On Monday and Tuesday, we looked at two different ways the forcible citizen disarmament lobby hopes to exploit the Ft. Hood atrocity: block efforts to defend veterans' gun rights, and ban the FN Herstal Five-seveN pistol. As it turns out, the nanny-statists have thought of a third angle.
ABC News now cries, "Alleged Fort Hood Shooter Bought Gun, Despite Ongoing Terrorism Investigation." Actually, the title notwithstanding, the main thrust of the article seems not so much to be that the gun purchase should have been blocked (à la H.R. 2401, H.R. 2159, and S. 1317--as discussed here), but that the FBI branch that processed the background check should have been permitted to share the fact of the purchase with the part of the Bureau responsible for the terrorism investigation.
An FBI background check under the National Instant Background Check System was done when Hasan purchased the pistol -- but that information was never shared with the Joint Terrorism Task Force in Washington, which was aware that Hasan had repeatedly contacted a radical imam suspected of having ties to al Qaeda.
Interestingly, the very next paragraph acknowledges that by the time of the purchase, the investigation had been discontinued.
The FBI's Joint Terrorism Task Force ran down intelligence leads relating to Hasan late last year but closed the inquiry sometime in early 2009.
In other words, by the time of the gun purchase, Hasan was essentially no longer a suspected terrorist, as far as the FBI was concerned.
Next, a former FBI Special Agent laments the fact that the terrorism investigators were not aware of the purchase:
"The piece of information about the gun could have been critical," said former FBI Special Agent Brad Garrett. "One of the problems is that the law sometimes restricts you in what you can do."
Well--yes, Brad--sometimes the law does indeed restrict you in what you can do. That's kinda what laws do, and laws that restrict the government in what it can do are an essential part of liberty.
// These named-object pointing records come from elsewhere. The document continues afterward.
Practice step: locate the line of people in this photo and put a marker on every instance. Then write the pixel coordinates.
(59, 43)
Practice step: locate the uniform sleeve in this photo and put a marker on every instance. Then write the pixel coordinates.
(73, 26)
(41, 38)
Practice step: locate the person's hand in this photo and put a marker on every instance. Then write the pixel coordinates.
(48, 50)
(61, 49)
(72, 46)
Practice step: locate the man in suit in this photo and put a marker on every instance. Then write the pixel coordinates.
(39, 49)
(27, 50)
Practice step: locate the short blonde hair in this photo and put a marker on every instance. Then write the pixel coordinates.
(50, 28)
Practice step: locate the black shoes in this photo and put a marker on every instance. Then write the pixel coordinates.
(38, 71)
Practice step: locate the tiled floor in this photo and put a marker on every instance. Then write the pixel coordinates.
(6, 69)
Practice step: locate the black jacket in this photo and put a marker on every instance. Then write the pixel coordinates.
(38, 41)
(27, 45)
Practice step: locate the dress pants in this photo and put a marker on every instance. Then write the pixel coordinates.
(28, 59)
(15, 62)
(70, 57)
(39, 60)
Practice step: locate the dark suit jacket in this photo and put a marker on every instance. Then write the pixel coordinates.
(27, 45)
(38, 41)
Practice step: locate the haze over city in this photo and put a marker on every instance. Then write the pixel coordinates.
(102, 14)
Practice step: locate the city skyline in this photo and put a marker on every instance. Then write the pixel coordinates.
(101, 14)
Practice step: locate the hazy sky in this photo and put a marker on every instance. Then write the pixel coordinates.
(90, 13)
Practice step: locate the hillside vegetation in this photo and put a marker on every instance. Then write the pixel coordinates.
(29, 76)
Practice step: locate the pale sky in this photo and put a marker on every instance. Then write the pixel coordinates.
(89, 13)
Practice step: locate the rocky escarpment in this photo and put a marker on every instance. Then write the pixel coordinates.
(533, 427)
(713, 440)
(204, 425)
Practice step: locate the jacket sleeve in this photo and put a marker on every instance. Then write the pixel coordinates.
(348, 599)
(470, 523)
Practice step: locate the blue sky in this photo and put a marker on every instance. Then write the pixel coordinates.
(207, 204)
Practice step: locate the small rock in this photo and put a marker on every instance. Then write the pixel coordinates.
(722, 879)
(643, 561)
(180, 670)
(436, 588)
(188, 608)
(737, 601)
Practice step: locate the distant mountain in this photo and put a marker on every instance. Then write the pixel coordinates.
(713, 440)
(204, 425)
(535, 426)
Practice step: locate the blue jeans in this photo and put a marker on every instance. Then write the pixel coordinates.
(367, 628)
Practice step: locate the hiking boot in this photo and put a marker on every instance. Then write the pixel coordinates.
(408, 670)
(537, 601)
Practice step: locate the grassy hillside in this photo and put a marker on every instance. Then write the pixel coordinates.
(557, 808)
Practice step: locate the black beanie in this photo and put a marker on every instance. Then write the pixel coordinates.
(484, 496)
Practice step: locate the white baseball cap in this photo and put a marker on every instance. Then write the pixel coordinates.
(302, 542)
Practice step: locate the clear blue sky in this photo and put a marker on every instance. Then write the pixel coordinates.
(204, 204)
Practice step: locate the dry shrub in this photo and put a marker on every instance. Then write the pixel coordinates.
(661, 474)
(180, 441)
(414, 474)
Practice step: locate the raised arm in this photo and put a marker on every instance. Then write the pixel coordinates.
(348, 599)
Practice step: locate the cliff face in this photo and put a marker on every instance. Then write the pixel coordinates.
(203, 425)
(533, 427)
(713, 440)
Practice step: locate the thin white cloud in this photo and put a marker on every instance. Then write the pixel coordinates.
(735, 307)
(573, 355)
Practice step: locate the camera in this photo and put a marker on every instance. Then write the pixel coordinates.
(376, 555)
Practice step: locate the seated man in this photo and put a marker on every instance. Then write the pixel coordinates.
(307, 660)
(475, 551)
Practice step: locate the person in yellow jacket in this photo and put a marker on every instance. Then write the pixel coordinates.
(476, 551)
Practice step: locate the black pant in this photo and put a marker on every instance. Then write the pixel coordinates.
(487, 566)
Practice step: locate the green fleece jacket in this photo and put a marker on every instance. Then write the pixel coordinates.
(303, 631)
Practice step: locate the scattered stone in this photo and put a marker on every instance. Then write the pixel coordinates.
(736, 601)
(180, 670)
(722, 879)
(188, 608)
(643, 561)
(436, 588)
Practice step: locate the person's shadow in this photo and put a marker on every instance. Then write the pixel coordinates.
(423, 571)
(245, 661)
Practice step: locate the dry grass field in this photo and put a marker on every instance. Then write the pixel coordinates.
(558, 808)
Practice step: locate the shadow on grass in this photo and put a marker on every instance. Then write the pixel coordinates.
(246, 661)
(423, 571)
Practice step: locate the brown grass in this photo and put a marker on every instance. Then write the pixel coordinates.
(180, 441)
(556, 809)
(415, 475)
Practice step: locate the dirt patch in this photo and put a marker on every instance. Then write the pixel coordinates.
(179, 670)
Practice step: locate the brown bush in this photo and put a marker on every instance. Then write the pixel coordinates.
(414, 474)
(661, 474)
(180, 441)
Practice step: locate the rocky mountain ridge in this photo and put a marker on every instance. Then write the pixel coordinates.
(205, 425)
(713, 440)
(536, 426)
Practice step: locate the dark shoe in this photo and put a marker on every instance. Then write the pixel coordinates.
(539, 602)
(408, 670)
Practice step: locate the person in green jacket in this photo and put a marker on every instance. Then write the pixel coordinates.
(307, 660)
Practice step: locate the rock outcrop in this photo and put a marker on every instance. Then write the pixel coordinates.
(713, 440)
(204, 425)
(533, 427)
We then hear from rabidly anti-gun Senator Frank Lautenberg (D-NJ), one of the lead sponsors of "terror gap loophole" legislation.
Earlier this year, Sen. Frank R. Lautenberg, D-N.J., introduced legislation which would prevent known or suspected terror suspects from purchasing firearms.
"If someone on any terrorist watch list tries to buy a weapon, law enforcement must be informed – period," Lautenberg said in a statement Wednesday when contacted by ABC News. "If some people are being blocked from flying on an airplane, then we should certainly know when they are buying an assault weapon."
The article goes on in that vein, but by now, it's pretty obvious what the bottom line is: to those lamenting that the purchase data was not shared with the terrorism investigators, a gun purchase is itself an indication of terrorist inclinations.
If the government has already conceived a suspicion of "terrorism," by virtue of such indicators as expressing opposition to more restrictive gun laws, opposition to abortion, displaying of the Gadsden flag, even following Norse mythology, then the purchase of a firearm would "seal the deal," and be seen as additional "evidence" of terrorist leanings. Remember, the FBI had already dropped the terrorism investigation into Hasan, so clearly, the idea here is that a gun purchase, by even a "suspect" who is considered pretty low on the threat list, is to be treated as a red flag.
Finally, this would be a pretty nifty way to implement an illegal federal database of gun purchases--just call everyone a "suspected terrorist," and then everyone's gun purchase data becomes open game for the feds.
The accompanying video, by the way, features not Senator Lautenberg, as the text article did, but equally anti-gun Senator Charles Schumer (D-NY), who makes the same noises about the need for sharing of gun purchase data. The "best" part, though, comes at the very end, when the "news"caster breathlessly tells us that one of the indications of "deadly intent" was the fact that Hasan had a laser sight attached to his pistol, "to increase accuracy." Because, of course, only terrorists want to shoot accurately.
In response to my Monday article, Anchorage Libertarian Examiner Kevin Wilmeth left a comment warning against being too eager to leap on the "terrorist" bandwagon, in denouncing Hasan's cowardly atrocity.
It would do us well to keep our eyes on the ball and not be swept up into one of those "I became what I beheld" moments. If Hasan was taking orders from someone, then by all means let's find out who, but otherwise it is dangerous to simply pile on with the "Islamic terrorism" charge--and not JUST because we risk ceding the moral high ground.
Remember, "cui bono?" There IS an entity that would be oh so happy to get us all whipped up about...well, about anything except themselves. A nice rift between the very parties that have started to recently unite in their opposition would certainly benefit Master very, very neatly.
Resist it. We have plenty of legitimate work to do!
I didn't quite understand him at the time, but this latest development illustrates his point quite well, I think (Kevin went into more detail here).